Secondly, SRs utilize standardized terminology that has been previously approved in
expert consensus and in accordance with published recommendations [11]. This ensures objective description of pathological
findings. Moreover, the standardized terminology, structure, and digitalization of
SRs enable appropriate comparability of reports and scientific use in individual and
big data analyses as well as the application of artificial intelligence and deep
learning technologies [21].
Unlike CT and MRI, ultrasound is a dynamic examination technique, including the
movement of structures and images, various angles, compressibility, and functional
parameters such as the Doppler effect. Consequently, this entails a greater
dependency on the individual examiner. Since participating physicians did not
perform the ultrasound examinations on their own, standardized video sequences as
well as detailed images depicting all necessary aspects of the pathology were
provided in order to assess the IRR and IRA of HNS in a realistic manner. In
addition to the very high completeness ratings, the IRR was substantial with a
Fleiss‘ κ of 0.73. There were no significant differences in
completeness or IRR for the different cases. The IRA was consistently very high
(87.2%±15.1%) except for in two cases. Likewise, the
standardized structure and terminology are major factors contributing to the
substantial IRR.
Our data clearly demonstrate that the use of SR resulted in a consistent
interpretation of the provided examination data. This is essential for a reliable
diagnosis and efficient therapy. Due to the superior comparability, SR has the
potential to improve communication with other involved healthcare providers, thus
facilitating patient management and reducing inquiries and, more importantly,
misunderstandings [22]. Furthermore, SR may be a
valuable quality control tool to assist in the accreditation process that forms the
basis for patient referrals, treatment, and billing in many countries [23].
Potential linguistic imperfections in written findings by non-native speakers are
exacerbated by the continued increase in the demand for telemedicine solutions [24]. Telemedicine, which is particularly useful for
reporting diagnostic modalities, has become a necessity for rural regions with a
shortage of specialists [25]. The increasing
availability of broadband internet connections has made it possible to transfer very
large amounts of medical data that can be processed in other regions, whether
nationally or internationally.
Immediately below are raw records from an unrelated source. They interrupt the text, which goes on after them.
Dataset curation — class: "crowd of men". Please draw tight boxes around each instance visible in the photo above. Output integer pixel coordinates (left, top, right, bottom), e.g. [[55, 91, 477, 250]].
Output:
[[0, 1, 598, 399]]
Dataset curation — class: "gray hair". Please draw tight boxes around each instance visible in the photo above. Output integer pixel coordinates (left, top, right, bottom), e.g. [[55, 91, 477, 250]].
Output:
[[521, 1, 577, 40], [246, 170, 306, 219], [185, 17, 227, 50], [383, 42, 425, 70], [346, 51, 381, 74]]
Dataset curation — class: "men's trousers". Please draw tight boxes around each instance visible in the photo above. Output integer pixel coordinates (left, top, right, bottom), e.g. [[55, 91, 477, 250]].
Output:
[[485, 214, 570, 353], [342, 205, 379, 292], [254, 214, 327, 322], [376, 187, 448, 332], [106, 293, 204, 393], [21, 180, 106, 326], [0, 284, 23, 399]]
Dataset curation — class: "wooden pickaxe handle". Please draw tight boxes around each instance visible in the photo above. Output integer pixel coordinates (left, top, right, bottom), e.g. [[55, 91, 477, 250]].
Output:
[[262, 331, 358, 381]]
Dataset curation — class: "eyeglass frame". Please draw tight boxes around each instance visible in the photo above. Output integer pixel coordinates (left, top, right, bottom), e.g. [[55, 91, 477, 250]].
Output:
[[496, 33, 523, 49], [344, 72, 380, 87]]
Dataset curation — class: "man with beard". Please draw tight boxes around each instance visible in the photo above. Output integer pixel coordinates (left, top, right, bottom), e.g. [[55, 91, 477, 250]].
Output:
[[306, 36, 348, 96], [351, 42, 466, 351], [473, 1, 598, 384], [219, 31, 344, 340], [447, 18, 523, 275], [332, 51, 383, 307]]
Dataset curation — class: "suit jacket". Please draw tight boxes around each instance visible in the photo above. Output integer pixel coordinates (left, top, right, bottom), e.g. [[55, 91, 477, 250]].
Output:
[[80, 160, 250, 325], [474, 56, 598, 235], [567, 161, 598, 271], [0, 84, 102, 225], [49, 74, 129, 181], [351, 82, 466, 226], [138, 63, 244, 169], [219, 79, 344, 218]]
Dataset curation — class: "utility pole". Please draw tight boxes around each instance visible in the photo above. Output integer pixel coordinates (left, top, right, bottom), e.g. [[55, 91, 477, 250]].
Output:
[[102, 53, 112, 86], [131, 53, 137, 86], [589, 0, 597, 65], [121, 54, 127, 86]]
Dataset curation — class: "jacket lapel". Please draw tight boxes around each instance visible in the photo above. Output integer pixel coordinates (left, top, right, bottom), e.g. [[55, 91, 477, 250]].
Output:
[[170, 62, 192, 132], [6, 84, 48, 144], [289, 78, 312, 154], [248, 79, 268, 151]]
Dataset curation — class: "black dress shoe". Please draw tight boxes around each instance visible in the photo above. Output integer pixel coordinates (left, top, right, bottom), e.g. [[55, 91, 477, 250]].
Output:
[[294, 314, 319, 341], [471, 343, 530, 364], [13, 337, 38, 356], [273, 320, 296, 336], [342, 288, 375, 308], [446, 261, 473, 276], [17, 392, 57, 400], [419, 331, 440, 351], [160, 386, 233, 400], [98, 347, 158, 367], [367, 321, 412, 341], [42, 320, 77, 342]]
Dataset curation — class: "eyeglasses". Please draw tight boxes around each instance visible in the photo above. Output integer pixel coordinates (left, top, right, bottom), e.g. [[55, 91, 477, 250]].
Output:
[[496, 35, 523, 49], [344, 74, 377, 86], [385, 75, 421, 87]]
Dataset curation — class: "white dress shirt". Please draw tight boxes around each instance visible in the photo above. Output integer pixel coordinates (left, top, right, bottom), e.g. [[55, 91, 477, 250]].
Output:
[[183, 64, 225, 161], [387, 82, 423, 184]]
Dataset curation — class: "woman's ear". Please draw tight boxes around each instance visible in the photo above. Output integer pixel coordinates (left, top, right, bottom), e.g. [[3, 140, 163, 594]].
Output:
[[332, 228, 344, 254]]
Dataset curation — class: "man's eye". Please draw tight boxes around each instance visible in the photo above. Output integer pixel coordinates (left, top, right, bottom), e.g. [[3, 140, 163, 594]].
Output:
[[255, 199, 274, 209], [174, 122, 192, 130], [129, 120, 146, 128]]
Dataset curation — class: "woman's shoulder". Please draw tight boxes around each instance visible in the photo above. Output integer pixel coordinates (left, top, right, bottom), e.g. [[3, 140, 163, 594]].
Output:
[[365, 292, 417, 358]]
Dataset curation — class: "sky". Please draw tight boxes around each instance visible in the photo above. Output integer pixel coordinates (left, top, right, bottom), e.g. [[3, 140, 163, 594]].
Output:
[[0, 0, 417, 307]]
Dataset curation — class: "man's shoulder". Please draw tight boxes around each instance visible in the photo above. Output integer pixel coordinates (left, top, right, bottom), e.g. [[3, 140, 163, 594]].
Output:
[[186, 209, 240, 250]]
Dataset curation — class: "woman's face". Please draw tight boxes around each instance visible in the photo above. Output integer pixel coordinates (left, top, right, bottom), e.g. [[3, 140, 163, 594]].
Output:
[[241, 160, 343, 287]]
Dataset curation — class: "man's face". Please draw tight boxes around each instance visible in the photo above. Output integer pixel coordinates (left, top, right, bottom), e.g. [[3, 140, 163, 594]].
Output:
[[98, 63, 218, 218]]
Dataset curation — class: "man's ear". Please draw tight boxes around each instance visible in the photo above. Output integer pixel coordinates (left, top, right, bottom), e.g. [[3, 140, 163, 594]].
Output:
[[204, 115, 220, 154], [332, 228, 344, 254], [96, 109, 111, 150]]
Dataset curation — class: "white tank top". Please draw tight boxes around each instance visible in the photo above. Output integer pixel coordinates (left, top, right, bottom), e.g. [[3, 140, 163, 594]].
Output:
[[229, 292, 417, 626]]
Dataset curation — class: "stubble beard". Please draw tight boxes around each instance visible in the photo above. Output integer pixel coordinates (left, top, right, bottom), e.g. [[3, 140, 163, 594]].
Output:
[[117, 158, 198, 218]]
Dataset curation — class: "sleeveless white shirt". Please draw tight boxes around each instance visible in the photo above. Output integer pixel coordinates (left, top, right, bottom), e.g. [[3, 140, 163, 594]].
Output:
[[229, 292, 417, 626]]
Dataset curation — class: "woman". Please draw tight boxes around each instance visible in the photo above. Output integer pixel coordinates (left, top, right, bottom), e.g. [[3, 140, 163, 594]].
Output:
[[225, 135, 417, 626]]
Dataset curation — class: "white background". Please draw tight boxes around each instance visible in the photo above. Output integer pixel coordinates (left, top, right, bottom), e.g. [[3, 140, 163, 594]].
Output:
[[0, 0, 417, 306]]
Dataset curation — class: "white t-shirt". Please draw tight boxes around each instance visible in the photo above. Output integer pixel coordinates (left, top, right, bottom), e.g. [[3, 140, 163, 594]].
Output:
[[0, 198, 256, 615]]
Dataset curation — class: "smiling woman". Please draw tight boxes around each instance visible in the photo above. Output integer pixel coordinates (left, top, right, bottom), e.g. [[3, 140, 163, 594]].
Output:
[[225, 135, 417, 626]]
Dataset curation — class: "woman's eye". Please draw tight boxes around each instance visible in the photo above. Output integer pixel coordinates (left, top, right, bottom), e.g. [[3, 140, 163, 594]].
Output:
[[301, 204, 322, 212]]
In the case of international telemedicine reporting,
there is a risk that the reporting specialist may not have adequate linguistic
competence to report findings or to respond to follow-up questions from referrers
in
the language of the source country. This may further hinder IRR in the context of
HNS. Consequently, SR could be an essential element to overcome inadequate reporting
quality due to poor language skills, as modern SR systems can automatically output
a
native language report in foreign languages [26].
Examiner satisfaction was very high in all ten assessed categories, with an overall
VAS value of 8.6±1.8. Our findings are in line with the literature and
confirm the importance of SR for the quality of ultrasound examinations [5]
[8]
[13]
[14]
[15] but also in the context of big data analysis and
therapy monitoring [18]
[27]. Both the redundancy of the SR process and the standardized workflow
are major contributors to the examiners’ preference for SR compared to CR
[8]
[13]
[14]
[15]. Concerns on the
part of physicians using analog CR that SR templates have overly rigid reporting
conditions for the great variety of pathological findings in clinical practice have
been rebutted by multiple studies [8]
[13]
[14]
[28]. In fact, the opposite seems to be the case, since
SR’s rather rigid approach has been shown to be rather convenient for
inexperienced examiners [8]
[14].
Conclusion
Our data demonstrate that the implementation of SR ensures a substantial IRR of HNS
examinations, thereby reducing one of its most criticized disadvantages. The use of
SR in clinical practice can improve diagnostic accuracy and safety of treatment, as
well as simplify data analysis and transfer, communication, and quality assurance.
Further studies will have to determine the potential impact on patient outcomes.